Sungguh mengesankan. Sambutan mereka sungguh hangat terhadap diriku. Membuatku bahagia.
Waktu itu Jumat, 8 Juni 2012, aku nyampe malam hari di kota dimana keluarga baruku tinggal. Memang berbeda dengan di kota, sekitar jam 8 malam di kota masih terasa sore, tapi kalau di desa kayaknya sudah larut malam sekali. Aku nyampe, semua penghuni rumah sudah tidur. Sepi rasanya jalanan di desa waktu itu. Tapi mungkin karena terdengar suara yang lumayan brisik dari aku dan suamiku, akhirnya semuanya terbangun, kecuali Mbah. Mungkin beliau kecapekan. Setelah kedatangan ibuk mertua dan suamiku harus pergi ke rumah temannya, sekitar beberapa menit, kami semua pergi tidur. Padahal aku dari Surabaya sudah membawakan masakan kesukaanku "oseng bunga pepaya" yang sebelumnya memang sudah dipesan sama ibuk mertua. Karena hari sudah malam, kami tidak mungkin makan lagi, terpaksa masakanku aku simpen di kulkas untuk dimasak esok paginya.
Keesokan paginya, Sabtu, 9 Juni 2012, aku bangun pagi untuk membantu mertua masak. Padahal itu masih jam 4.30, tapi suasananya sudah rame. Padahal jam segitu di Surabaya masih tidur.hehe. Selain masak yang memang sudah dipersiapkan menunya dari kemarin yaitu Kari Ayam, aku menghangatkan masakanku yang aku bawa dari Surabaya kemarin. Mbak (adik Mertua) juga ikut membantu memasak di rumah Mbah, sehingga terasa kekeluargaanya, alias gotong royong. :) Kebersamaan mereka emang tidak diragukan lagi, sama dengan keluargaku yang di Mojokerto, kekeluargaannya sangat kental sekali. Jadi terasa pulang ke rumah sendiri. Alhamdulillah mereka suka masakanku "Oseng Daun Pepaya". Budhe dan semua anggota keluarga merasakannya, tapi sayangnya Mbah tidak bisa mencicipinya karena alergi dengan teri. Memang aku campur dengan teri supaya rasanya lebih nikmat dan kuat. Tapi Mbah tidak menyerah, Mbah pengen merasakan masakanku. Alhasil sore hari, Mbah dibantu misananku mencari Jantung Pisang untuk dimasak besok pagi. Aku disuruh memasak Jantung Pisang itu esok paginya. Waduh tanggung jawab ni. Aku tidak boleh mengecewakan Mbah.
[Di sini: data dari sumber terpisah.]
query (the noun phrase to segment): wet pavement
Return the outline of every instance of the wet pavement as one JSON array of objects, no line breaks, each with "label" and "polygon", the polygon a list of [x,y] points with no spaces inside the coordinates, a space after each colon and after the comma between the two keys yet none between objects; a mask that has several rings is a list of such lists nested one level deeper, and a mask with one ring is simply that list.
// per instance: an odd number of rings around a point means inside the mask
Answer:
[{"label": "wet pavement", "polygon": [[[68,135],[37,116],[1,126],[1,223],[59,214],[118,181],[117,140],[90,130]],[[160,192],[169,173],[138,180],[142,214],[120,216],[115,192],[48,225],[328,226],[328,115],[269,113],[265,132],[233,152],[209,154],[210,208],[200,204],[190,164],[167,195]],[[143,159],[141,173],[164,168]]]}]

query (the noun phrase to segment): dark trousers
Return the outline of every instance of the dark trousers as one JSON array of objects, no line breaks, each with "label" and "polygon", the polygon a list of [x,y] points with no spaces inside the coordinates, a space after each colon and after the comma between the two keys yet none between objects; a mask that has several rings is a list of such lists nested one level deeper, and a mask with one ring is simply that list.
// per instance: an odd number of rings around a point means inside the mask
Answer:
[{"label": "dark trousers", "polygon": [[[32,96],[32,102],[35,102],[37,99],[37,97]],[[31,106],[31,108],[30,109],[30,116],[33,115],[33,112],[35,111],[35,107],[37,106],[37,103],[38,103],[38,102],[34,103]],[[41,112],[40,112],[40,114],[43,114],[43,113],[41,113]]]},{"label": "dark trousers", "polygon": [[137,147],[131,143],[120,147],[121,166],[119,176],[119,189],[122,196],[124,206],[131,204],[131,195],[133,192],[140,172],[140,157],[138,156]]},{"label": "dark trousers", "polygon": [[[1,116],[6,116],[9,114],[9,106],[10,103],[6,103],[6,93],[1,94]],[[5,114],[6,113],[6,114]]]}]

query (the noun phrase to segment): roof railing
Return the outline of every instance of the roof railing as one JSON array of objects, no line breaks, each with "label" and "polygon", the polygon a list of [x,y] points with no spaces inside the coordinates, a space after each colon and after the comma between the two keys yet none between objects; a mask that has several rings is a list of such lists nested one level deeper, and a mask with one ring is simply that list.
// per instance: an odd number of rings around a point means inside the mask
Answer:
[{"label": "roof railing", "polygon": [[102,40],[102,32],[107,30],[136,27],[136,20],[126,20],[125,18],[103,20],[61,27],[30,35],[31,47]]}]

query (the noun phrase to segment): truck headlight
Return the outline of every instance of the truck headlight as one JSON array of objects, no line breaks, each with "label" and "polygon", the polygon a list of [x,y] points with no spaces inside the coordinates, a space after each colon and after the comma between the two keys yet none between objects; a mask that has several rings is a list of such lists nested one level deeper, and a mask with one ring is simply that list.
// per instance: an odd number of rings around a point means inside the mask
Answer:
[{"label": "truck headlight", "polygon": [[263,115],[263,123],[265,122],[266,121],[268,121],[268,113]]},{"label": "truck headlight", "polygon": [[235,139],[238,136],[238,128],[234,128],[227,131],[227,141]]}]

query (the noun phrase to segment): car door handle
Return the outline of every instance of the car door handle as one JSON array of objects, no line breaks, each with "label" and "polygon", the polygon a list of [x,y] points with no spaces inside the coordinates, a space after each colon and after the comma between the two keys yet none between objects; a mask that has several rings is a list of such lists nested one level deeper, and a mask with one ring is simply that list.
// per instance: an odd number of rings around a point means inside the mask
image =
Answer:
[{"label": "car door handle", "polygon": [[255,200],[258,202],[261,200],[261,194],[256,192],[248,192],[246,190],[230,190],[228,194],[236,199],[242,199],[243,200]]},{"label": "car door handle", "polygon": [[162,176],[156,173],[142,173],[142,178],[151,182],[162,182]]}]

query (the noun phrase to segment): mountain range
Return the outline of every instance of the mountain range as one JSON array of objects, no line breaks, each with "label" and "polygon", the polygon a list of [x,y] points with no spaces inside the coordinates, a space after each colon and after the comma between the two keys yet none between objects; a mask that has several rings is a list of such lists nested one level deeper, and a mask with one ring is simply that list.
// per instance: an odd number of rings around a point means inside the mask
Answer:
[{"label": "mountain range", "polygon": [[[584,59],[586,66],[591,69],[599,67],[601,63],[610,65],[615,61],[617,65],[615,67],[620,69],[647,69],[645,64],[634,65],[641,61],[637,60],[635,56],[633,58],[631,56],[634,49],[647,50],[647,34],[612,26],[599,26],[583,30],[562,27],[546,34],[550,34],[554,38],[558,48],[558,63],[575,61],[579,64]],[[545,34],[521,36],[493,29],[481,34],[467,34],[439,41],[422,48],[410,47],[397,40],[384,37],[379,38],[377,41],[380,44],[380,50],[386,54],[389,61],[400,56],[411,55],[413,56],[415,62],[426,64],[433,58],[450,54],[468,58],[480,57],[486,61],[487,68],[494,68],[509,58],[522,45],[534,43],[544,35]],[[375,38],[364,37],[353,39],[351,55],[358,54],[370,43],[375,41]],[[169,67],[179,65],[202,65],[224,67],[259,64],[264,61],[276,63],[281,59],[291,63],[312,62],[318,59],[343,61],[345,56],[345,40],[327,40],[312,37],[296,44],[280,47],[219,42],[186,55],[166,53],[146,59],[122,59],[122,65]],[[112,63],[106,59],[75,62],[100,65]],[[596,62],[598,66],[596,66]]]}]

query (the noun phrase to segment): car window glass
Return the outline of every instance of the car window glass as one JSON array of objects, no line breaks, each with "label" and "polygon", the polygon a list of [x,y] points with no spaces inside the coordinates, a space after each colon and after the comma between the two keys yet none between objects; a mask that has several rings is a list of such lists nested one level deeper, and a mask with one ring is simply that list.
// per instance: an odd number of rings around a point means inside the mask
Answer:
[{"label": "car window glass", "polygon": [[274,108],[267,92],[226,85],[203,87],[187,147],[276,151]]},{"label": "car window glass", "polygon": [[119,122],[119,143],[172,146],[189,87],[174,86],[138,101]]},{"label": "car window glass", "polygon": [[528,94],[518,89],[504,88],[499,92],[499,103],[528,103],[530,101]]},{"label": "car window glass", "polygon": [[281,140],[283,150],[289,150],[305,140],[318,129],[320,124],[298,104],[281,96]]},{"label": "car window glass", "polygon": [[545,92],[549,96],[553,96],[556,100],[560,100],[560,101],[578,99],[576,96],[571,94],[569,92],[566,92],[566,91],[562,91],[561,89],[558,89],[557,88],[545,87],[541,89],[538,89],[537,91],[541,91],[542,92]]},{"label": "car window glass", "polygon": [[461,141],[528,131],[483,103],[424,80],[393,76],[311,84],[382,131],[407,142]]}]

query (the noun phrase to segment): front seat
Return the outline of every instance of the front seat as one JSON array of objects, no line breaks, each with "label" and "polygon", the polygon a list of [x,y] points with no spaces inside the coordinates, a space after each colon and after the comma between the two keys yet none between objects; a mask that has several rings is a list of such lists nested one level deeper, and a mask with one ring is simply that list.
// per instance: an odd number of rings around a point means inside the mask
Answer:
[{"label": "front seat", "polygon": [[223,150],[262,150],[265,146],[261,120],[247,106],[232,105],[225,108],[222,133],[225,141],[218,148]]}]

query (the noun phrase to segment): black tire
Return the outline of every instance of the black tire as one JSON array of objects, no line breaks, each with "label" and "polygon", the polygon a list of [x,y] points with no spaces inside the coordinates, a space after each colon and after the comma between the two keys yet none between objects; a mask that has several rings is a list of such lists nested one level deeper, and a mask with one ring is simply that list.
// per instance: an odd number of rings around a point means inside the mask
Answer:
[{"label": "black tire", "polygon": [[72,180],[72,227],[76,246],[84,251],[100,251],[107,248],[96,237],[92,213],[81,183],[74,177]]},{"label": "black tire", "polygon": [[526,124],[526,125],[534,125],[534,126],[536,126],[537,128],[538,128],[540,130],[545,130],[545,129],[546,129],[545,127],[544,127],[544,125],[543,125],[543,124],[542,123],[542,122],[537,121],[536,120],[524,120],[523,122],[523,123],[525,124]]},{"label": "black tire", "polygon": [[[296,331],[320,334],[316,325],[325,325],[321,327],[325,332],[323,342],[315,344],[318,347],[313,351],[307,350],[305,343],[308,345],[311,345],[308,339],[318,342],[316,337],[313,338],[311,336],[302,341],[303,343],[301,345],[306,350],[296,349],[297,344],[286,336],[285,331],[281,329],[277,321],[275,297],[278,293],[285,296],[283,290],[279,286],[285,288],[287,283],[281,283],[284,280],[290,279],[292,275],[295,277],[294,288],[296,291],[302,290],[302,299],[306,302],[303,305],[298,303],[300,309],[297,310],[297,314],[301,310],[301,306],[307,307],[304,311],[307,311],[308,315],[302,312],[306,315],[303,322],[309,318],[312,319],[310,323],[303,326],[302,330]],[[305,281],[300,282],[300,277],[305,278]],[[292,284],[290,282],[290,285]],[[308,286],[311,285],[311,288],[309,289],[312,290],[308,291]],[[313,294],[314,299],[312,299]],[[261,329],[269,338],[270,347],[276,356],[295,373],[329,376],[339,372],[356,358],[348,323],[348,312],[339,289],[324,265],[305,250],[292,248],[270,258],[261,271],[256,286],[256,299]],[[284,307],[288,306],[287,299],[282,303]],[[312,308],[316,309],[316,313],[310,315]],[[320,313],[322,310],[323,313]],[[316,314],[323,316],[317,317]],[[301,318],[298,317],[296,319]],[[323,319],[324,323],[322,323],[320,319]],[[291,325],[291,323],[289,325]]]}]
Tapi siangnya aku ma mertua buat rujak manis. Rujak manis dinikmati bersama-sama di waktu istirahat kami. Rasanya seneng sekali melihat semua itu. Meskipun bumbunya agak gimana gitu, tapi mereka lahap makan rujak manisnya.hehe.berhasil dong.
Setelah siang hari kemarin aku jadi koki membuat bumbu rujak manis, pagi, Minggu, 10 Juni 2012, aku harus melaksanakan kewajibanku, biasanya aku bangunnya agak siang dibanding yang lain, pagi ini aku harus bangun pagi karena harus memasak pesenan Mbah. Malamnya, Jantung Pisangnya sudah diolah mertua dengan direbus. Paginya tinggal mengiris halus Jantung Pisang yang sudah direbus tersebut. Sementara itu aku mulai meracik bumbunya. Jantung Pisang itu aku masak sebagai Oseng2. Setelah sudah diiris halus dan bumbu sudah siap, mulai deh memasak. Hasilnya alhamdulillah semua suka.
Aku tersenyum sendiri jika mengingat semua itu. Bagaimana tidak, aku dulu di rumah bersama ibu, aku sama sekali tidak pernah memasak. Maksimal kalau membantu ibu di dapur ya menghaluskan bumbu yang sebelumnya sudah disiapkan oleh ibu. Sama sekali tidak bisa memasak. Sungguh terlalu jika waktu itu aku dipercayakan memasak untuk orang serumah. Pengalaman baru adalah selama di Jombang aku dipercaya sebagai koki meskipun koki amatiran..hehe.
Terima kasih untuk keluarga baruku di Jombang, kalian bisa menerimaku dan bahkan mempercayakan itu semua kepadaku. Itu merupakan hal berharga yang belum pernah aku dapatkan. Love U all.